Lately, it’s been about my job situation. The problem is I don’t have one. I’ve spent hours on Indeed looking at jobs. I don’t want to work at Dollar General, Staples or Pizza Hut. I don’t want to work full time. I’ve thought about selling real estate, but I don’t know if I have the personality for it. I’m interviewing today for a part-time at home medical records job. I did medical transcription from home for 20 years and am not really excited about working from home in this type job again. It’s lonely, however after all I’ve been through being alone feels safe. Can you read in these words my ambivalence? I’m the most conflicted human being on the planet! See, there it is again. The shame. I’m more screwed up than anyone else. How can I get a job and be successful when I don’t even know what the hell I want to do!?!
As God often does, He uses my frustration to remind me, “Hey, Lori, I’m in control here.” He told me as much in His still small voice when my mind was swirling about with all this chaos the other day. Then He confirmed what He said in my counselor’s words yesterday when she said the antidote for shame is brokenness.
I get this picture in my mind often of the weakened, shame filled girl staring at herself in the mirror before going in to be abused by her pastor. She knew she was broken, but she believed the lie that that was all she could be. She gave into the self-contempt and went after what the abuse she thought would give her temporary relief. But the relief was only momentary and led to an even deeper sense of shame.
Notice how I went to third person in the paragraph above. It’s still so hard to go back to that place and realize that girl was me.
My pastor would remind me that there was no condemnation in Christ. He’d even pray with me for forgiveness. There wouldn’t be any more sexual misconduct sometimes for months or even a year later, but sooner or later we’d wind up back in that place again…at least until I began seeing the truth that my way of finding satisfaction was not getting the hoped for result. I was also discovering that depending totally on my pastor was not giving me the hoped for result either.
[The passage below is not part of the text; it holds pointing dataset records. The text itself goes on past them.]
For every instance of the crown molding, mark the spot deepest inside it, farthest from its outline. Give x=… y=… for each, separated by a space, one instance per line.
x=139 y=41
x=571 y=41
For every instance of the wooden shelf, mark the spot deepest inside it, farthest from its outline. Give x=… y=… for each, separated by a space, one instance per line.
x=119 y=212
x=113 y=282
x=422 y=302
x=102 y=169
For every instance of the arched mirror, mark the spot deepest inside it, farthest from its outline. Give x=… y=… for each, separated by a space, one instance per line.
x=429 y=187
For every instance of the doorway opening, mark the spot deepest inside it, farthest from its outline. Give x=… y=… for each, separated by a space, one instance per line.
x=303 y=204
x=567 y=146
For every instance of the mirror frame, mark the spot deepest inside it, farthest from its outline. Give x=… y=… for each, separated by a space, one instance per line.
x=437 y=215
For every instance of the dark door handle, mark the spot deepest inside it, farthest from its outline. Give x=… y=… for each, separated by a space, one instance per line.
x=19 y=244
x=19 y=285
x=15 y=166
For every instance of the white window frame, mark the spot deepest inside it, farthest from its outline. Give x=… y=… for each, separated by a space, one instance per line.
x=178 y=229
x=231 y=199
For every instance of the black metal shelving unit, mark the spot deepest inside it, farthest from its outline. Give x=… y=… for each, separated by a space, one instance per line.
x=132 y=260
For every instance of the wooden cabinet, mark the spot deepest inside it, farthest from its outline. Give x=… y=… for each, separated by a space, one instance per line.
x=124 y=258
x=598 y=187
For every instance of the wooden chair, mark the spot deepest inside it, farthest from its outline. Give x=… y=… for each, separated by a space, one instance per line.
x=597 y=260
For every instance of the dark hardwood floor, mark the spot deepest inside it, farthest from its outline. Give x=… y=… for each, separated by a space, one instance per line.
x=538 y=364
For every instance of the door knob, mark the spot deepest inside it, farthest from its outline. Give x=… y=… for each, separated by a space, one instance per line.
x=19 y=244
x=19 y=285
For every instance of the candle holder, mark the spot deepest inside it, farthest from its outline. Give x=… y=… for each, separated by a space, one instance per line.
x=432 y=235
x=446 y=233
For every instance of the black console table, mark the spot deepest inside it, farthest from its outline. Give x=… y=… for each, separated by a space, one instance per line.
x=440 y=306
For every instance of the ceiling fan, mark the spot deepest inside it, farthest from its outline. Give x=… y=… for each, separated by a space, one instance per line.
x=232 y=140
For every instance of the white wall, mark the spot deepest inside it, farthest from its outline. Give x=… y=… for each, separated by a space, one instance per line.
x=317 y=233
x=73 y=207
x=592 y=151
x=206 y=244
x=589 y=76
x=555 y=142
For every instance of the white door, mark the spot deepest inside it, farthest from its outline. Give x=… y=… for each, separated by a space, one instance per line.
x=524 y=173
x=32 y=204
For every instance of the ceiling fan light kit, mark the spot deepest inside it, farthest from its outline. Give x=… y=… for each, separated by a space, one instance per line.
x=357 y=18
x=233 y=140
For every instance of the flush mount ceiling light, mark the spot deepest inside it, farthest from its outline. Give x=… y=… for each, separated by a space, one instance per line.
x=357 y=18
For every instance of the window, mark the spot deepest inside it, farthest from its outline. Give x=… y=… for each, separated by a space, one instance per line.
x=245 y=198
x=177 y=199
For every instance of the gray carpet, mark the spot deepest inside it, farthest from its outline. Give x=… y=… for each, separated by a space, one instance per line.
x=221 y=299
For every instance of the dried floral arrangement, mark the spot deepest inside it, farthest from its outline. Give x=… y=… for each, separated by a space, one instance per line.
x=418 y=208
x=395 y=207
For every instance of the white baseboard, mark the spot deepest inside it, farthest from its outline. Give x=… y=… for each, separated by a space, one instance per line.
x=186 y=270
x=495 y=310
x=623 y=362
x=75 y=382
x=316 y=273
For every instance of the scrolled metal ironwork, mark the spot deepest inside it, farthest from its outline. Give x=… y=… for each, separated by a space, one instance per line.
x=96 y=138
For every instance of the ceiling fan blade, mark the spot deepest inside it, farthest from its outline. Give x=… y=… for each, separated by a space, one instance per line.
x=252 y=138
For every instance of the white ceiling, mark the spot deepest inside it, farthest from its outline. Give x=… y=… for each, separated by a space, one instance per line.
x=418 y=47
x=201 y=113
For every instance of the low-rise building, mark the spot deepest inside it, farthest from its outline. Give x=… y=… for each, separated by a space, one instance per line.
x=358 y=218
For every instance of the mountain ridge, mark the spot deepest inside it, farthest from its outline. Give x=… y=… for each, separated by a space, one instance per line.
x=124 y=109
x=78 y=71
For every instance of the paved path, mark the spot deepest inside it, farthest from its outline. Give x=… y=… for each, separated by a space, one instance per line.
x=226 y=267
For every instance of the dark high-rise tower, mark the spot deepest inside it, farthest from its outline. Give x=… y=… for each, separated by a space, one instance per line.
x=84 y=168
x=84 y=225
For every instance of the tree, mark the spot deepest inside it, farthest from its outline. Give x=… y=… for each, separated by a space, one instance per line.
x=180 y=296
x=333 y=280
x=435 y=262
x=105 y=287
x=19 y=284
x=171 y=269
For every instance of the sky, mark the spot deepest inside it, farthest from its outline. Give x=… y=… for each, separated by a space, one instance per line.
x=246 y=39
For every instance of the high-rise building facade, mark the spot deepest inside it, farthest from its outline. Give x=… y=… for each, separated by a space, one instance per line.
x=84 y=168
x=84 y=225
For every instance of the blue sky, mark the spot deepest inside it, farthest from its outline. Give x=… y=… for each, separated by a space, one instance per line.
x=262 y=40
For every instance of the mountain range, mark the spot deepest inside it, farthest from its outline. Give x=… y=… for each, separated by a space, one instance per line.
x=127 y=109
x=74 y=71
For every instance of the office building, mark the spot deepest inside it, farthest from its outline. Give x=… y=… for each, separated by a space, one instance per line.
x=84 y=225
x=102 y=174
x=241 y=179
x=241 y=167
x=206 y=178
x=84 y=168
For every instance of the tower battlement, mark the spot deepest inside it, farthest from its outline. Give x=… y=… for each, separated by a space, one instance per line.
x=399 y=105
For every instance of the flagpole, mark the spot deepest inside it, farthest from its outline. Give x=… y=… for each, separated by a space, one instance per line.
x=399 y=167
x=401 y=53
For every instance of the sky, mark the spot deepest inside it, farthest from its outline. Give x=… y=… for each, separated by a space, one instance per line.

I had no idea how really alone I’d been until he retired, and I was forced to see what life was like in an empty office without him.
I don’t know if he intentionally meant for me to become addicted to him, but I know the lies I believed about myself and my faith were so destructive to me and my family. The main lie I believed was that I was so broken that I should do whatever I needed to do to make it better and that included keeping secrets and manipulating my family by living a double life. It also meant calling my pastor every time I felt weak. During that time and I could quote Paul and talk about finding strength in my weakness, but I as long as my pastor was in the picture I never found true strength. That’s why the relationship was abusive. He allowed himself to be my god when he was supposed to lead me to God, the only place I’d find true healing. Rather, he let me stay trapped in a very self-destructive and other destructive relationship with him. He should have known better, but he didn’t. He was broken, too. But thank God for revealing the truth.
The truth that humanity is broken, and that that’s not an excuse to try to fix the brokenness on our own through lies and manipulation, rather it’s a reason to run to Jesus and plead with Him for help! He’ll never turn His back on us. Never tell us to be ashamed of ourselves. Never tell us He’s disappointed. Rather, He’ll say, “Welcome home. You’ve found the only strength you’ll ever need. Trust me.”
I can breath a sigh of relief. Yes I’m a broken down miserable sinner, but when God looks at me all He sees is the perfect righteousness of Christ.
There is my strength and the antidote for my shame.